NVDA PS Ratio data by YCharts.

A significant highlight for Nvidia in 2024 was the introduction of its next-generation Blackwell chips, named after mathematician David Blackwell, known for his contributions to statistics, game theory, and advancements in machine learning.

The new chips are about 25 times faster than their predecessors, with a focus on efficiency. Nvidia claims these Blackwell chips will be water-cooled, promising “25 times less cost and energy consumption” than the earlier models. This is crucial for scalability, especially since previous chips like the H100 relied on less efficient cooling methods.

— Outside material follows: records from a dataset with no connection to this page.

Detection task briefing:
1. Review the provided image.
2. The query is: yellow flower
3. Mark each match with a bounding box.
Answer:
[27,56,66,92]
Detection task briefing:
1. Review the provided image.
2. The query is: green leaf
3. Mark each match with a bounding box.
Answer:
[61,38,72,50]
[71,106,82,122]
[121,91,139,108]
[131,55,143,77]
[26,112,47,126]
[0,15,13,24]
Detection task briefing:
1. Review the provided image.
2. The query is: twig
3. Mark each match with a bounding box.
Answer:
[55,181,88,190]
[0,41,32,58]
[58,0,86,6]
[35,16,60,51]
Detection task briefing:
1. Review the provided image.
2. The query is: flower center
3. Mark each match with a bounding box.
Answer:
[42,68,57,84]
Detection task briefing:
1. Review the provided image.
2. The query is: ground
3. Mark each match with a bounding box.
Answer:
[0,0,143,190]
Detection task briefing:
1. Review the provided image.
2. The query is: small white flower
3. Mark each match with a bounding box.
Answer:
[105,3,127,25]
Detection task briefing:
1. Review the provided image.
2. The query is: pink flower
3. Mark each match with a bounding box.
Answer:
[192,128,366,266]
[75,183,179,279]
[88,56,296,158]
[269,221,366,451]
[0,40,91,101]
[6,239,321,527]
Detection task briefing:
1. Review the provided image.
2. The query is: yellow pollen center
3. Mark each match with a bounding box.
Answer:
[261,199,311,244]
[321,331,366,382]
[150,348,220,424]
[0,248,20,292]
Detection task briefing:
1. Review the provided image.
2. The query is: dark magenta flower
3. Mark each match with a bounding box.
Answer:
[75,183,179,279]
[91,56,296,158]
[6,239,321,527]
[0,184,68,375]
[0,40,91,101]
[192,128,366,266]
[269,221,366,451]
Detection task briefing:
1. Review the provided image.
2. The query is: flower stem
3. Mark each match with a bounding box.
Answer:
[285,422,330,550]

As the AI sector develops, the energy demands of applications, GPUs, and data centers are becoming increasingly significant. Surprisingly, the biggest hurdle for AI isn’t the technology but rather the infrastructure required to support it. Many leading tech firms, who are significant users of AI, are also committed to transitioning to renewable energy sources.

Nvidia is on the verge of shipping Blackwell chips shortly. However, another potential game-changer for 2025 is capturing attention.

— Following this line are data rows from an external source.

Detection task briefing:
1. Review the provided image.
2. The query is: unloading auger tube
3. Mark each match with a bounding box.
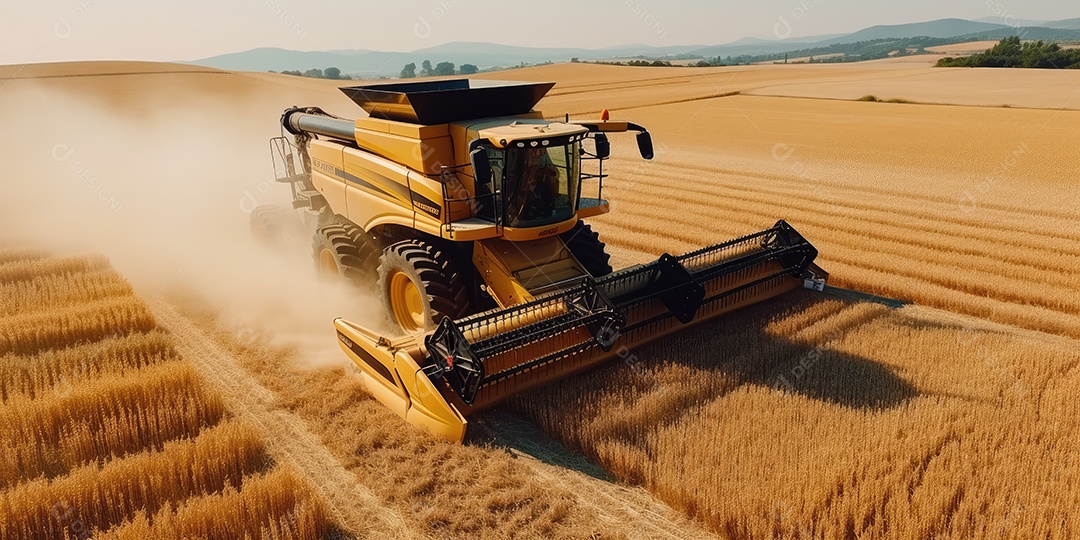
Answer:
[335,220,827,442]
[281,107,356,141]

Nvidia’s Strong Demand in Emerging Markets

Amid the rising excitement for AI, another transformative technology, self-driving cars, is approaching a critical turning point.

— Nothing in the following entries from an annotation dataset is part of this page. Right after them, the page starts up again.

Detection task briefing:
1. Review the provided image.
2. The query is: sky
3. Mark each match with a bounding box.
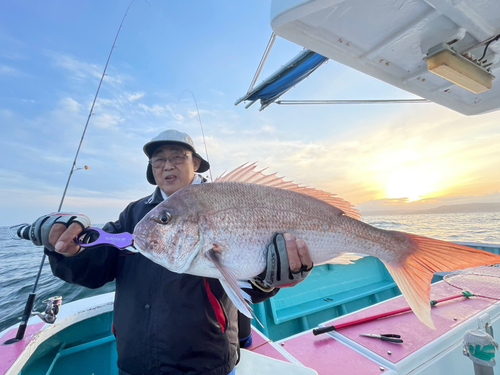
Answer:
[0,0,500,226]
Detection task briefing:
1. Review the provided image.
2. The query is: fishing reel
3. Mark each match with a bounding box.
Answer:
[31,296,62,324]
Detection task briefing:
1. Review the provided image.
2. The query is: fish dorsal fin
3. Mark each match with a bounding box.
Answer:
[214,162,361,220]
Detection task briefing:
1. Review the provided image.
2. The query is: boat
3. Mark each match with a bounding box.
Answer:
[0,243,500,375]
[0,0,500,375]
[235,0,500,115]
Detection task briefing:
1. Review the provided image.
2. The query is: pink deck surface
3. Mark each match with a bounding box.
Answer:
[0,323,45,374]
[316,282,496,366]
[247,327,290,362]
[283,331,382,375]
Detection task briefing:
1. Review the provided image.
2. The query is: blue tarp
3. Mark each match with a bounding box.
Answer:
[235,50,328,110]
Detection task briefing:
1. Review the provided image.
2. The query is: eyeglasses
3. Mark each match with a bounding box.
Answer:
[149,152,191,168]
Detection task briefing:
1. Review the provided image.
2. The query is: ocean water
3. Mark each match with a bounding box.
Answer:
[0,212,500,331]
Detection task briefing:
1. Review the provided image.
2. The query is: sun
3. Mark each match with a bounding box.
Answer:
[384,169,436,202]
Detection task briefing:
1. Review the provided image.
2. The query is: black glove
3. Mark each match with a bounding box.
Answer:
[251,233,312,292]
[23,212,90,251]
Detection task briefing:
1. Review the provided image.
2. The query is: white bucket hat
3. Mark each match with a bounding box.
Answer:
[143,129,210,185]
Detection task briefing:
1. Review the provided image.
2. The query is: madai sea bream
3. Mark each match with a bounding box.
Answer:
[134,163,500,328]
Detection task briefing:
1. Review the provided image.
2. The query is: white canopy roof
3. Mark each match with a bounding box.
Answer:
[271,0,500,115]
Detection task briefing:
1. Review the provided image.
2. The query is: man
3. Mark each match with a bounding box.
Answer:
[32,130,312,375]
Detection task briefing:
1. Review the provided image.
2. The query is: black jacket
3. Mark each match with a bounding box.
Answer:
[46,188,277,375]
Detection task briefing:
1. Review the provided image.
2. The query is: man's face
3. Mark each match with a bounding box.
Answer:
[152,145,201,196]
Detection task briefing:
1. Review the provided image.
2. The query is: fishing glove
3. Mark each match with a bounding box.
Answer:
[26,212,90,251]
[251,233,312,292]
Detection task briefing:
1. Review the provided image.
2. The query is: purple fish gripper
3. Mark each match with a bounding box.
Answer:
[74,227,134,250]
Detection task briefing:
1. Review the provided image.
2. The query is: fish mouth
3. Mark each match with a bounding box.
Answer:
[133,234,151,252]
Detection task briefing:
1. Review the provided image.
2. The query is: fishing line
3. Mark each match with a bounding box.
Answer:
[4,0,135,344]
[178,89,214,182]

The slow adoption of autonomous vehicles primarily arises from the vast amounts of data and sensors they require to make quick decisions and achieve safety standards trusted by regulators and consumers. Nvidia is at the forefront of this technology with its DRIVE Platform, capable of supporting level 5 autonomous driving without human intervention.

The future of self-driving cars hinges on the computational infrastructure provided by chipmakers. Nvidia holds a commanding lead in AI GPU markets, with its market share ranging between 70% and 95%. Predictions show the autonomous driving sector could generate $300 billion to $400 billion in revenue within the next year. Nvidia is poised to be pivotal in driving this market’s expansion.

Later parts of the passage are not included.